となると、この先またこんな催しをしないとも限らないから、そういうことを押さえておくのもいいんだろうな。
けど、向こうの社長の趣味まで知ってるってことは、片嶋んちとは本当に家族ぐるみの付き合いなんだろう。
「オヤジの友達なんだよな?」
「ええ、大学時代からの友人らしいです」
「娘とも親しいのか?」
いや、片嶋に限ってそれがどうこうってことはないと思うんだけど。
まあ、念のため。
そう思って聞いてみたが。
「姉のところには今でもたまに遊びに来てるみたいですけど」
片嶋の口調が、いかにも『俺は知りません』って感じなんだけど。
でも、やっぱり娘の本命は片嶋のことなんだろうな。
「オヤジさんは片嶋が女の子に興味ないことは知らないのか?」
まあ、男親には言いにくい事実だろう。そう思ったが、片嶋はあっさりと否定した。
「そんなことないですよ。ちゃんと話しました。それが原因で高校の時も大学の時もほとんど家に帰らなかったんですから。……まあ、父親は今でも認めたくないんでしょうけどね」
またうんざりした顔でため息をついて、「だから今でもできるだけ家には帰らないんです」と付け足されて、それはそれで頷いてしまった。
片嶋の事情を知った上で、社長令嬢が集まる見合いパーティーに出席させるオヤジの気持ちも分からなくはないんだけど。

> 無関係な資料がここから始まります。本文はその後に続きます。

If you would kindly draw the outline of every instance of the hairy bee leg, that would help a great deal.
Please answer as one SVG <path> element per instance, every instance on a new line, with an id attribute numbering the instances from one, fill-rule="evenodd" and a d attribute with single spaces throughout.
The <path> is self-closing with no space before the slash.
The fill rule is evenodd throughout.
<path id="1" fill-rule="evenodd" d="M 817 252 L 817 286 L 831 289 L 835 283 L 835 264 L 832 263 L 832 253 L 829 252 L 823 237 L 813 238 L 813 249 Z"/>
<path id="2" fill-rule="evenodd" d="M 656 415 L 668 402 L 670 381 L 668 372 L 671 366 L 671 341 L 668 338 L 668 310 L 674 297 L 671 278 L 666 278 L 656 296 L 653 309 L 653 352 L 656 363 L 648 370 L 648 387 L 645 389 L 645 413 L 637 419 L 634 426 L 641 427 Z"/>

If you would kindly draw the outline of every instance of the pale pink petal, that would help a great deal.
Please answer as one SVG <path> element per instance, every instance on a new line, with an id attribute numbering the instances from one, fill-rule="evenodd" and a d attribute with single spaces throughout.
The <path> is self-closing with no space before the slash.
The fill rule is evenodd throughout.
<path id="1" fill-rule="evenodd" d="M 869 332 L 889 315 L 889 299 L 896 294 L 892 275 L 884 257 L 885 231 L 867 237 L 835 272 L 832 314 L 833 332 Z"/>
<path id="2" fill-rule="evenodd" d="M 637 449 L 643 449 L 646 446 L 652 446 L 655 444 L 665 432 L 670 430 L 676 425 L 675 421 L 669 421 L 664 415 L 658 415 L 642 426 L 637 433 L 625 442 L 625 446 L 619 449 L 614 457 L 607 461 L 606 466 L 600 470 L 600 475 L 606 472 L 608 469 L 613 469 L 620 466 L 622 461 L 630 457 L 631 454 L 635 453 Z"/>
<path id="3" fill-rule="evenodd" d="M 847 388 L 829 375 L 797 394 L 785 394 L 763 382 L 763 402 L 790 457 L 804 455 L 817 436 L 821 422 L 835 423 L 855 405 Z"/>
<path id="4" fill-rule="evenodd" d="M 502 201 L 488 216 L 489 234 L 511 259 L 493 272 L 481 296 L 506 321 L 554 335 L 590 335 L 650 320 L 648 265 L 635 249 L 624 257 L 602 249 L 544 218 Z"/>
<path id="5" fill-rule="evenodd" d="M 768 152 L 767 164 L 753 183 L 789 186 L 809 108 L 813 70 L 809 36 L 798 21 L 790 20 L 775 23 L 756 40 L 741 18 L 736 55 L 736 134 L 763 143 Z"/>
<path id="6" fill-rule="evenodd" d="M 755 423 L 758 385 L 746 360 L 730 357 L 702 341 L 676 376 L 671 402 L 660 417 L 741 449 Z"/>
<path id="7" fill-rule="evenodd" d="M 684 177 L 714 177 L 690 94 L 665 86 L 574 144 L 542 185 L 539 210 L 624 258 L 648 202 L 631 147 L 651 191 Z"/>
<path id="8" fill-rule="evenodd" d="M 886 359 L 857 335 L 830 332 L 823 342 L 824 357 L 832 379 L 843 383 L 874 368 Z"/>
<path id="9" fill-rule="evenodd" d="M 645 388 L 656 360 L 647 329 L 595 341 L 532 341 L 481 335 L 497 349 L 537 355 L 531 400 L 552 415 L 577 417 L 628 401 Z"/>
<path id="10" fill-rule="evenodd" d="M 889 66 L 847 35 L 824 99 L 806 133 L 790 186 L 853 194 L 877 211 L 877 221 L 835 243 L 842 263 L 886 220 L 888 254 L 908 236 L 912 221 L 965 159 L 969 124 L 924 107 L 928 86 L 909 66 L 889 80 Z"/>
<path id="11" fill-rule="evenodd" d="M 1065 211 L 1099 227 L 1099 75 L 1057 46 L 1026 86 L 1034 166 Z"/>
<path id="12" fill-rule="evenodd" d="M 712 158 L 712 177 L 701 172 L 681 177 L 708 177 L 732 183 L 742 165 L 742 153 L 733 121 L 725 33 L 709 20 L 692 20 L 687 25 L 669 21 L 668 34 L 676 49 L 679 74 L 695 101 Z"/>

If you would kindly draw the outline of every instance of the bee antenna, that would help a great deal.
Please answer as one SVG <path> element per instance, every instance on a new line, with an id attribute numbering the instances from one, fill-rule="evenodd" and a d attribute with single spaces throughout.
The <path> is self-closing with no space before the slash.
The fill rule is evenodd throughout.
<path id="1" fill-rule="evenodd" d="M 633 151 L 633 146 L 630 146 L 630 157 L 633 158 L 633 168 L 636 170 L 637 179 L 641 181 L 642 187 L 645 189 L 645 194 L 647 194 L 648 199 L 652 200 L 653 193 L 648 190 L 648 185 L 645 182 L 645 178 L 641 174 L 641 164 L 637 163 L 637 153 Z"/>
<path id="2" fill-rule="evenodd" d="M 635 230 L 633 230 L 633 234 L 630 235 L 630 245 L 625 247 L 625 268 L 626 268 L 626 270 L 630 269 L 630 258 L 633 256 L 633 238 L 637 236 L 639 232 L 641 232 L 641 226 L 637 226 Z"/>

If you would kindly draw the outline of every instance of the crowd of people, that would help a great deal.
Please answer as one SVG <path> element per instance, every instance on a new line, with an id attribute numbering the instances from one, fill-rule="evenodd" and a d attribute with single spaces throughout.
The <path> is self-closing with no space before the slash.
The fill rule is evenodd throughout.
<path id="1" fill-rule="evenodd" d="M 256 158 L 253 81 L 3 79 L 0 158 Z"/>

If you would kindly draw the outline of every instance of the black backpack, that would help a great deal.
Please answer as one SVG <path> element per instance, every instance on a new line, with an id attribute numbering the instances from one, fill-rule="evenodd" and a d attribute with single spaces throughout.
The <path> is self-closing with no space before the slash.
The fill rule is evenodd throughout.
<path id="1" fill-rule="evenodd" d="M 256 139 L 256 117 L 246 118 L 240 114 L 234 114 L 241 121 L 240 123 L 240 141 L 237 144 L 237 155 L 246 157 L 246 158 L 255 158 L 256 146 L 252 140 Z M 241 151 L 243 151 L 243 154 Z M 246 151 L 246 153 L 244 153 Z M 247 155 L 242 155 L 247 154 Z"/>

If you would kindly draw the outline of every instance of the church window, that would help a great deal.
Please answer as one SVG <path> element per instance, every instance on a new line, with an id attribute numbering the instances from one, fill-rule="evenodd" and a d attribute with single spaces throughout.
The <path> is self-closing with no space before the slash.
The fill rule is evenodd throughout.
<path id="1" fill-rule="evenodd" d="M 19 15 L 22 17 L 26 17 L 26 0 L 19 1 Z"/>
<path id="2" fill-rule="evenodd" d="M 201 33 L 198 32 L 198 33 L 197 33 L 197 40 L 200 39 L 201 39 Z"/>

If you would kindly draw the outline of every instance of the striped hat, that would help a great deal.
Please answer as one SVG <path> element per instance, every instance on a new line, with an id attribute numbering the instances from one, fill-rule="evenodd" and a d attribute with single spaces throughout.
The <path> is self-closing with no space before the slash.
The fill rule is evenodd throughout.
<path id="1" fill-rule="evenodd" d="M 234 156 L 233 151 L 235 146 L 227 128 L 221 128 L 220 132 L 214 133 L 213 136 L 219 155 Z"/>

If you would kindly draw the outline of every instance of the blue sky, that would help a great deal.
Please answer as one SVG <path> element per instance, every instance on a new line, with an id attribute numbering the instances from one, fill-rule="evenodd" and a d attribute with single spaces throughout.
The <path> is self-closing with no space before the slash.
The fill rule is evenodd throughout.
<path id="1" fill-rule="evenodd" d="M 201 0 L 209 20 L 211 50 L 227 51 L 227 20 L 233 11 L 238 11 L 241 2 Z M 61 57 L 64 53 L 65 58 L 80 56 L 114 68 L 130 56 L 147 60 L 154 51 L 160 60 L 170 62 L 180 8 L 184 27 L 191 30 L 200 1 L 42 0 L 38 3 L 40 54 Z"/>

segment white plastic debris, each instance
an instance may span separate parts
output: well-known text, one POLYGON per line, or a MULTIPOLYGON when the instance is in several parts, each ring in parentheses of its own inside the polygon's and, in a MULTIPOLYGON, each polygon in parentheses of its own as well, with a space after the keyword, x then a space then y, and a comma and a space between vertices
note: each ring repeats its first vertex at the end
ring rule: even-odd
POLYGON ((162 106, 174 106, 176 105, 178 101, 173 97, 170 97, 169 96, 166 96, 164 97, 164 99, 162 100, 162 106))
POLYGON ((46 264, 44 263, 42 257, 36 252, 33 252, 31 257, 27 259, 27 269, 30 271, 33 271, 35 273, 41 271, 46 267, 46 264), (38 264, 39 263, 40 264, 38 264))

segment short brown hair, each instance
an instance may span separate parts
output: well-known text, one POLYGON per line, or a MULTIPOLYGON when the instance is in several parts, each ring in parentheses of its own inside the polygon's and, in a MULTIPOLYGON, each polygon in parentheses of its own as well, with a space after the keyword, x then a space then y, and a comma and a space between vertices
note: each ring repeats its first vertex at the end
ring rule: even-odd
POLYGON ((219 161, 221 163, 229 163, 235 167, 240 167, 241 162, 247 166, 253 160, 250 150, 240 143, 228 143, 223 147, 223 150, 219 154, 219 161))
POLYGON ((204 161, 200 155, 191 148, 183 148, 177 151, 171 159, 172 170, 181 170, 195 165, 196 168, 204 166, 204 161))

こんなにカンペキに育った息子が、よりによって男しか好きにならないなんて、親にしてみたら悲劇以外の何物でもないだろう。
だとしても、それが現実だ。
「じゃ、片嶋、終わるまで軽く飲みに行くか」
家族の問題に俺が首を突っ込むのもどうかと思ってそこで止めておいた。
実際、片嶋とつきあってる俺がどうこう言える話でもない。
「はい。でも、ホテルのラウンジじゃなくて、できればあまり人目につかないところで……」
そりゃあ、パーティーを抜け出して同僚と二人で飲んでましたってわけには行かないだろうし、そんなことは俺だって承知の上だ。
「じゃ、これ」
ニッカリ笑ってカードキーを差し出した。
「部屋でワイン。で、今日は泊まり」
「……え」
片嶋の驚いた顔は本当に何度見ても可愛くて、また笑ってしまう。
外では何があっても余裕綽々なのに、なんで二人の時は思い切り顔に出すんだろうな。
「帰りに社長と娘に挨拶するだけなんだろ?」
「……そうです、けど……」
なんとなく困った表情をしていたが、嫌なわけではないようだったので、強引に鍵を持たせた。
「先に部屋に行ってろよ。二人で歩いてると目立つしな」
片嶋はしばらく戸惑っていたけど、そのあと少しだけ目線を落として「はい」という短い返事をした。